Exposed AI: Thousands of Machine Learning Tools Leaking Sensitive Data

Thousands of machine learning tools, including developments from major tech companies, have become accessible online, allowing anyone to interact with them and potentially expose confidential data. A security researcher shared his findings with 404 Media, raising concerns about the safety of such tools.

In his research, Reddit’s lead security engineer, Charan Akiri, noted that the leaks may include not only machine learning models but also training datasets, hyperparameters, and even raw data used to create the models. According to Akiri, the misconfiguration of these systems allows unauthorized individuals to download or run sensitive models and datasets. He emphasized that these platforms are intended solely for internal use.

Among the vulnerable tools are MLflow, Kubeflow, and TensorBoard, widely used for training and deploying generative AI models in the cloud, as well as for visualizing their results. Due to improper configuration, many companies are unintentionally granting access to these tools, which could result in serious data leaks.

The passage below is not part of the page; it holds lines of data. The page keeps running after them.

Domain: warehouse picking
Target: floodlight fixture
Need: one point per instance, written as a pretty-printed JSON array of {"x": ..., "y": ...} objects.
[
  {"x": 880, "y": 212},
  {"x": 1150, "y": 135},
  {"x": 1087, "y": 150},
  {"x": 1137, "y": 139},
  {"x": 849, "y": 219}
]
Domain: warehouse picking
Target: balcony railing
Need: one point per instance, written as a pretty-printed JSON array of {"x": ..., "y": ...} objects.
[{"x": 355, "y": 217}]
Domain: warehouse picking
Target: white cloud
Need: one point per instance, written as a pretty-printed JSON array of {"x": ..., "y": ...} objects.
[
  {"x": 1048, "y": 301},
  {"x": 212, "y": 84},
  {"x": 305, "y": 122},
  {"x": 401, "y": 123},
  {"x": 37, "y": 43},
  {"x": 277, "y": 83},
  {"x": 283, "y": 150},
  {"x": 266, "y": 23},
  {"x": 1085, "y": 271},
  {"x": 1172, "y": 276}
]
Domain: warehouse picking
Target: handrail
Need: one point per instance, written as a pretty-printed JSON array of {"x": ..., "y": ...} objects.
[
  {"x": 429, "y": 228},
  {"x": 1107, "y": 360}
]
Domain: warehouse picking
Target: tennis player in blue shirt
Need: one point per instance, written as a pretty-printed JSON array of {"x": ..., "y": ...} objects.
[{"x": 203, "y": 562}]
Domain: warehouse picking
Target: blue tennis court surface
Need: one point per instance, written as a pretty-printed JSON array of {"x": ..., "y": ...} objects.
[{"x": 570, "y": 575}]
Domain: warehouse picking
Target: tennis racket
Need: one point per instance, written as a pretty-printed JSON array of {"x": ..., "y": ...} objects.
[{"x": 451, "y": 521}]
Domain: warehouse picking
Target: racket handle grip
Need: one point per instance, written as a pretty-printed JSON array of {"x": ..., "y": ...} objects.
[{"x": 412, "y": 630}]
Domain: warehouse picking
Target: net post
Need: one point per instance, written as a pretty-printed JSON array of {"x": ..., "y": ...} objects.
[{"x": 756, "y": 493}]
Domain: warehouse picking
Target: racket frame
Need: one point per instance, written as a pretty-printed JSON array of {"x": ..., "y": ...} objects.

One such company is Renesas Electronics, a Japanese semiconductor manufacturer. The researcher was able to identify one of the tools belonging to Renesas through certificate data on the dashboard. After 404 Media contacted Renesas, the company promptly resolved the issue. However, no further comments were provided regarding the situation.

Akiri also pointed out that his work addressed only a small part of the problem; it is likely that many more companies have vulnerable tools whose owners have yet to be identified.

When representatives from the publication accessed several publicly available MLflow instances, they were able to create new runs and explore previous user experiments. According to Akiri, there may be around 5,000 vulnerable MLflow instances currently online.